R is a statistical computing and data analysis programming language, widely used in data science, machine learning, and statistical modeling. It is particularly popular in academia, research, and finance due to its powerful statistical capabilities.
Key Features & Use Cases
Key Features
- Designed for Statistical Computing – Built-in functions for data manipulation, visualization, and modeling.
- Interpreted Language – Runs code interactively, making it easy to test and analyze results.
- Rich Visualization – Libraries like ggplot2 and lattice create advanced plots and charts.
- Extensive Package Ecosystem – Thousands of community-contributed packages available via CRAN.

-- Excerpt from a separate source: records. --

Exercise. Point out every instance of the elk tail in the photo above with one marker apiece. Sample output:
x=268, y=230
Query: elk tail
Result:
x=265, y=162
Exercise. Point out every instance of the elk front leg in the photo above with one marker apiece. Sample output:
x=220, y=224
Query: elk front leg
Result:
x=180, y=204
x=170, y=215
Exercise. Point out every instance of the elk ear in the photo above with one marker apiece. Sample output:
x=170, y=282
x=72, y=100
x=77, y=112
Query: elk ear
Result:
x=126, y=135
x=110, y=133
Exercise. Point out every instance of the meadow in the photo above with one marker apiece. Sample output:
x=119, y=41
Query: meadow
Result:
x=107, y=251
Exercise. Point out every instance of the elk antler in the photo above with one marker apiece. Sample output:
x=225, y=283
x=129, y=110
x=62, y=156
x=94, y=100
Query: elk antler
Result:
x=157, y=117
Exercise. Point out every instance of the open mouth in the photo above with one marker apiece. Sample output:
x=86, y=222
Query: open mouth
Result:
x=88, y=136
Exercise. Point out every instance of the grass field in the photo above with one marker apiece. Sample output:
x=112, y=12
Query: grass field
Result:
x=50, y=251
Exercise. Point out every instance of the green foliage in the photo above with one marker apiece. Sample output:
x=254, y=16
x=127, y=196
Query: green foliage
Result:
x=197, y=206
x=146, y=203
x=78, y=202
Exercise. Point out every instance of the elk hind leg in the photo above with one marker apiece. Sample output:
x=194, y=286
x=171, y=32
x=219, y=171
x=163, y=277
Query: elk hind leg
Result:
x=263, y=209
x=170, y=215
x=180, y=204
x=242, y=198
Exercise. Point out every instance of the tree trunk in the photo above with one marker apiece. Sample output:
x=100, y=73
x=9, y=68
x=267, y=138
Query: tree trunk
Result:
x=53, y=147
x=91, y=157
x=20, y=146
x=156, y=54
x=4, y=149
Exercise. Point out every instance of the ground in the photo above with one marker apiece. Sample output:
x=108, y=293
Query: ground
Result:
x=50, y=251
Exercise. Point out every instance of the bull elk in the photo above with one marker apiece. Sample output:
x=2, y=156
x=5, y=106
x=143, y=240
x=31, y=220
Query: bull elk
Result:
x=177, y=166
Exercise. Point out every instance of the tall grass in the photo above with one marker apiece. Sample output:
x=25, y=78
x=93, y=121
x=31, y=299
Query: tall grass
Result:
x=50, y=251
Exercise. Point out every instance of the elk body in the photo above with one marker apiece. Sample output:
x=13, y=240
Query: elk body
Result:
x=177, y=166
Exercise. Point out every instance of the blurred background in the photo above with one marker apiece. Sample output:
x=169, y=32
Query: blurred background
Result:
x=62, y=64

- Open Source & Cross-Platform – Runs on Windows, Mac, and Linux.
- Functional & Object-Oriented – Supports both paradigms.
Use Cases
- Statistical testing (t-tests, ANOVA)
- Data visualization (scatter plots, histograms)
- Data manipulation (filtering, summarizing data)
- Predictive modeling (linear regression, decision trees)
Statistical Testing Libraries
stats (Built-in)
- Part of the core R distribution, providing essential statistical functions (t-tests, linear models, ANOVA)
- Useful for quick, standard analyses without installing additional packages
# Example usage of stats package (built-in)
# No need to install or explicitly load 'stats' as it's included by default
# Perform a t-test
sample_data <- rnorm(50, mean = 5, sd = 2)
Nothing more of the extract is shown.